Type B gene therapy trial releases long-term follow-up results

17 Sep 2021

Gene therapy clinical trials are taking place around the world today for Sanfilippo Syndrome, a form of childhood dementia. As Sanfilippo is caused by an enzyme deficiency, gene therapy aims to deliver functional copies of the gene into the body so that the enzyme can be made.

While some trials are still active and gathering data, others have been completed. Five year follow-up results have been released for a completed Sanfilippo type B gene therapy clinical trial. The study, sponsored by UniQure Biopharma B.V., ran from 2013 to 2019 in Paris. Four children received treatment at 20, 26, 30 and 53 months of age.

Many of the most severe symptoms of Sanfilippo are neurological, and targeting gene therapy to the brain in Sanfilippo is an essential yet challenging task. Trial participants underwent surgery to deliver the adeno-associated virus (AAV)-based gene therapy via direct injection into different parts of the brain. They also received treatment to suppress an immune response against the AAV vector that could reduce the effectiveness of the gene therapy. 

In the 5.5-year follow-up study, there were no serious adverse events noted that could be attributed to the gene therapy. This supports the team’s previously published data that the treatment was well-tolerated, with no adverse effects seen via brain imaging three months after the surgery. As a result of their safety data, the trial team confirmed the therapy has a ‘very good safety profile’.

Even after 5.5 years, sustained enzyme production of the type B enzyme, NAGLU, was seen in the cerebrospinal fluid of all patients. On average, NAGLU levels were between 14 to 24% of those found in children without Sanfilippo. 
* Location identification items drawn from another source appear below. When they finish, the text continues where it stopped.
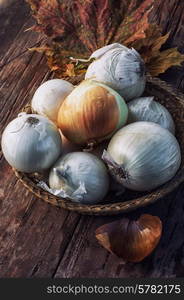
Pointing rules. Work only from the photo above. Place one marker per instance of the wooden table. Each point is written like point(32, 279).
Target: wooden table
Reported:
point(39, 240)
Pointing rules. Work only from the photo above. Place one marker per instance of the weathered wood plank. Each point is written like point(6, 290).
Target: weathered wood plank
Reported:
point(33, 234)
point(84, 251)
point(38, 240)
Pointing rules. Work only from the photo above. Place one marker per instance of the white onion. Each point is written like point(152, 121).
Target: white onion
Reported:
point(146, 109)
point(119, 67)
point(31, 143)
point(81, 176)
point(143, 155)
point(49, 97)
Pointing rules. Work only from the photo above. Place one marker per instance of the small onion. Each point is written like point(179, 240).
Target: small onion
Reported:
point(81, 176)
point(49, 96)
point(31, 143)
point(92, 112)
point(146, 109)
point(120, 68)
point(143, 155)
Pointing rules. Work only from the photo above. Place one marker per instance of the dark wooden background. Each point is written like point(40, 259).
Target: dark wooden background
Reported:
point(39, 240)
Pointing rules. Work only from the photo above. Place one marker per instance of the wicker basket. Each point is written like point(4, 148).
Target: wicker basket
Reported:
point(174, 101)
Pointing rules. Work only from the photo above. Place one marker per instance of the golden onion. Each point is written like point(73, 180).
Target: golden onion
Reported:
point(92, 112)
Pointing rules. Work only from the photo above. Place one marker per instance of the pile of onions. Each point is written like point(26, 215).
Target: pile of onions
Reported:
point(71, 121)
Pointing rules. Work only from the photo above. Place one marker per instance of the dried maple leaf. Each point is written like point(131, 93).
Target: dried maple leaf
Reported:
point(77, 28)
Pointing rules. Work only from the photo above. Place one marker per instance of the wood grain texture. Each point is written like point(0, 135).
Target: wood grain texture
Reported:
point(39, 240)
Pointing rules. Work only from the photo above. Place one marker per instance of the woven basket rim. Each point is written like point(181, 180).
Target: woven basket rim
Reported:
point(117, 207)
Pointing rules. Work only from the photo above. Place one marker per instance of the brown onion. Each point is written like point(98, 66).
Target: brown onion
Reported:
point(91, 113)
point(131, 240)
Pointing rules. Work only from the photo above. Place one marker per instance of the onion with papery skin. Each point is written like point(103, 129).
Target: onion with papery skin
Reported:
point(82, 177)
point(146, 109)
point(120, 68)
point(31, 143)
point(49, 97)
point(92, 113)
point(143, 155)
point(131, 240)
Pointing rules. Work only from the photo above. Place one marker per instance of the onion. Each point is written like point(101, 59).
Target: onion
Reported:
point(80, 176)
point(143, 155)
point(31, 143)
point(146, 109)
point(49, 96)
point(120, 68)
point(91, 113)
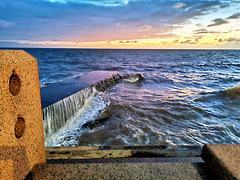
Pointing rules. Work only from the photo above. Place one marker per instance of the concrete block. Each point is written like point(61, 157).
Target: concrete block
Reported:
point(223, 160)
point(21, 127)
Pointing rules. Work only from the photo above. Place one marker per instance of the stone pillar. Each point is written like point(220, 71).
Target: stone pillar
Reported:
point(21, 127)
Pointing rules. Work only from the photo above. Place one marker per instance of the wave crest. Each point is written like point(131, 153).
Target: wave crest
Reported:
point(133, 77)
point(233, 92)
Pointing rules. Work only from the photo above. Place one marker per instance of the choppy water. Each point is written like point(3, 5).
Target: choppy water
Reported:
point(187, 97)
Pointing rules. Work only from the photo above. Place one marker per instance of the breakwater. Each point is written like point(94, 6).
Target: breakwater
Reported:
point(61, 101)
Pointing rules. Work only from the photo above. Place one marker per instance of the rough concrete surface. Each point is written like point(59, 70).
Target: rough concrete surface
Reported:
point(21, 128)
point(223, 160)
point(115, 171)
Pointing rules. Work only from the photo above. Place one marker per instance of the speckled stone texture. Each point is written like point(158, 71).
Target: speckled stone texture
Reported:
point(21, 127)
point(115, 171)
point(223, 159)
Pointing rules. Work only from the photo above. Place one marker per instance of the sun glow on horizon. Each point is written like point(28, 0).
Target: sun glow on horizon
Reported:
point(138, 24)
Neurocognitive assessments after 5.5 years suggested that three of the four patients did not benefit from the treatment. They showed a similar evolution of cognitive skills to untreated Sanfilippo patients. Their MRI brain scans also showed significant atrophy (shrinkage) of the brain. 

The youngest patient, who was 20-months-old at the time of treatment, may have received some benefit. They performed much better than untreated patients on the cognitive tests. In keeping with this, their brain scan showed no signs of atrophy in the latest MRI taken at 7 years of age. However, they did not reach the same development of cognitive skills as seen in children without Sanfilippo.

This finding supports other Sanfilippo trial results indicating that earlier treatment leads to better cognitive outcomes. While the study team couldn’t rule out a slowly progressing form of Sanfilippo in the youngest patient, they noted that the sibling of this child had a form with typical fast progression.

While the company does not appear to have any plans to continue investigations into this gene therapy, the study does provide very important information for the future development of therapies. It shows that it is possible to achieve long term production of the enzyme in the brain following gene therapy. It also adds to the growing evidence that treatment of children with Sanfilippo under the age of two years is likely to provide the most benefit in terms of cognitive development.

In a separate publication, the lead investigators involved in this project have also added to our understanding of how the immune system reacts to gene therapy, and immunosuppressive strategies that can be used to increase therapy effectiveness. Encouragingly, their findings suggest that the gene therapy does not induce inflammation in the brain, and while there is an immune response to the gene therapy, long-term immune suppression possibly prevents the immune response from hindering enzyme production.